During the evening of March 30, 1993, Trooper Lawrence Brown of the Wisconsin State Patrol was on duty patrolling Interstate 90 near Baldwin, Wisconsin. Brown’s vehicle was equipped with a video camera which was set up to receive transmissions from a body microphone attached to Brown. A considerable pоrtion of the evidence necessary to the resolution of this appeal comes from the video obtained from Brown’s car-mounted video camera.

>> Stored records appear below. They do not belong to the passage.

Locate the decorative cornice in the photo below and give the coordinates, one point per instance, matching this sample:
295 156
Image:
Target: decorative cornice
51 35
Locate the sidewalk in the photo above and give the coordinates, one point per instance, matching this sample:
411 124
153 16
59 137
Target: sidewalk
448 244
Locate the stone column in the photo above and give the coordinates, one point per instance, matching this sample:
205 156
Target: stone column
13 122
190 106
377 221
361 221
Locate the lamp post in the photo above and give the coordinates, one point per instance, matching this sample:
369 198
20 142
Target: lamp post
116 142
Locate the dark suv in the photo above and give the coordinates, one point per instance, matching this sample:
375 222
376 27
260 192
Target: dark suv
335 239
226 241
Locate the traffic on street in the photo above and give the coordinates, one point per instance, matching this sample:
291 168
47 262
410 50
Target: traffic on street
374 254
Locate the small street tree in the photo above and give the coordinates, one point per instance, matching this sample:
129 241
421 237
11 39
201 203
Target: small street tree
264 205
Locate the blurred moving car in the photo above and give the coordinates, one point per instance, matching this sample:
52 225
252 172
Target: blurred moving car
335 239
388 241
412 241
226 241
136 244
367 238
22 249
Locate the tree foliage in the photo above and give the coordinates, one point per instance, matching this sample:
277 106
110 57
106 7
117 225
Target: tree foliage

That evening, Brown stopped a northbound automobile for going 78 in a 65 m.p.h. zone. Inside the vehicle were co-defendants William Pierce and Fred Price, along with another passenger, James Walker. Pierce was the driver; Price was a passenger in the front seat, while Walker was a passenger in the back. Brown approached the car and asked Pierce for his license. Brown also asked the occupants where they were from. Pierce replied that they had come from Chicago. Brown asked Pierce to step out of the car and stand in front of his patrol ear. Out of the hearing rаnge of the two passengers, Brown asked Pierce how long he and his passengers had been in Chicago. Pierce replied seven days. Brown left Pierce standing in front of his patrol car while he went back to talk to the passengers in Pierce’s car. Brown asked the two passengers how long they had been in Chicago. “One day,” they replied. After asking a few more questions, Brown left the car and came back to Pierce whom he told to return to his car while Brown obtained further information from dispatch.
During the conversations, Brown became suspicious that he had what is known in Wisconsin police jargon as a “Badger stop,” that is, a potential drug bust. Brown based his suspicions on the fact that the passengers in the car appeared nervous and had given him contradictоry answers concerning how long they had been in Chicago. Brown radioed dispatch for backup officers. Brown learned from dispatch that Pierce’s license was suspended because of unpaid fines. After the requested backup arrived, Brown wrote out citations to Pierce for driving with a suspended license and for speeding. Brown also filled out a standardized consent-to-seаrch form in the event he obtained Pierce’s consent to search the car. Brown told the backup officers about his suspicions, and that he was going to issue the two citations to Pierce and “go from there.”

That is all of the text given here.